Will design, configure and implement security systems to protect the City's computer networks from cyber attacks, and set and maintain security standards.

Will provide technical and advisory support and services to all City's divisions and Agencies and Corporations for Application Security.

MAJOR RESPONSIBILITIES:

• Conduct Security Assessments: Perform regular security assessments, including vulnerability scanning, penetration testing, and code reviews, to identify and remediate potential security weaknesses.
• Threat Modeling: Conduct comprehensive threat modeling exercises to identify, analyze, and prioritize potential security threats and risks in software applications. Utilize frameworks such as STRIDE or PASTA to systematically assess vulnerabilities.
• Manage Security Tools: Utilize SAST, DAST, and SCA tools to analyze code and third-party components for vulnerabilities; oversee the implementation of automated security testing within CI/CD pipelines.
• Container Security: Implement security measures for containerized applications, ensuring compliance with best practices for container security.
• Collaboration: Work closely with development, operations, and IT teams to ensure that security measures are effectively integrated into all stages of application development and deployment.
• Secure Coding Practices: Provide guidance on secure coding practices to development teams, ensuring that security is integrated into the application development process from the outset.

• Research & Technical Advice: Work with senior specialists on complex projects, providing technical knowledge, research, proof-of-concepts, and support for cloud security (CASB), web application and API security (WAAP), securing AI systems, and others.
• Cybersecurity Solution Configuration and Advice: Assist Sr. Specialists in developing and implementing detailed cybersecurity configuration plans/designs, based on specific program requirements. Provide recommendations on improvements to business processes and security practices.
• Project Support & Collaboration: Collaborate on cybersecurity projects, ensuring effective communication, high work standards, and organizational performance. Provide input and support to project teams, including scheduling, reviewing work, and contributing to project execution.
• Emerging Technology & Risk Management: Stay up to date with cybersecurity trends, risks, and technologies. Participate in security strategy reviews and the evaluation, implementation and configuration of technical solutions, while helping assess cybersecurity needs of business strategies.
• Contract & Document Preparation: Support in preparing RFPs, Statements of Work, and other contractual documents.
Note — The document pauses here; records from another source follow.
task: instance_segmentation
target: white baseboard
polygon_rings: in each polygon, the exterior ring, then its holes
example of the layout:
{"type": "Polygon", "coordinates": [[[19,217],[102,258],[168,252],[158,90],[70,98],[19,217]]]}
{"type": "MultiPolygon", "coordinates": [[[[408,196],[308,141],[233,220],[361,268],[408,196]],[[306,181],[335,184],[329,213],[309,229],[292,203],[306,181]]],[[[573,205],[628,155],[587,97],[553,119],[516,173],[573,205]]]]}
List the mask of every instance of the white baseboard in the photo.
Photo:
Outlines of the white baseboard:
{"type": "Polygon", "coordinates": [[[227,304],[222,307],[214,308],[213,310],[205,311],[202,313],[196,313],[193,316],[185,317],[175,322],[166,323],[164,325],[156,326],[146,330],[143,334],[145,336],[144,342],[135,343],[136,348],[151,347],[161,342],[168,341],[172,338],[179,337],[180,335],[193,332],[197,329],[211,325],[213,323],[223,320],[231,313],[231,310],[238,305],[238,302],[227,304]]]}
Help ensure cybersecurity-related expenditures remain within budget.

QUALIFICATIONS/CERTIFICATIONS:

• Education: Bachelor’s degree in Computer Science, Information Technology, or a related field.
• Experience: Proven experience in application security (minimum three years)
• Certifications: Relevant certifications such as CISSP, CEH, OSCP or equivalent are highly desirable.
• Technical Skills:

• Proficient in secure coding practices across multiple programming languages (e.g., Java, C#, Python).
• Strong understanding of application vulnerabilities (OWASP Top Ten) and mitigation strategies.
• Experience with SAST, DAST, SCA tools and threat modeling methodologies.
• Familiarity with container orchestration platforms (e.g., Kubernetes) and their security best practices.

SOFT SKILLS:

• Excellent analytical and problem-solving skills.
• Strong communication skills to effectively collaborate with cross-functional teams.
• Ability to work independently in a fast-paced environment while managing multiple priorities.
• Ability to work in transformative program
• Highly organized, proactive, self-motivated team player who takes initiatives and is able to work independently

ADDITIONAL COMMENTS/INFORMATION:

A normal work week is 35 hours; however, unforeseen situation may require extended hours of work with little or no prior notice. In case of a cyber incident or breach, rotation shift, continuous extended hours may be required with little or no prior notice.

*Subject to a police check, background check, psychological assessment and/or any other checks on a regular basis as the Office of the CISO handles highly sensitive and confidential information.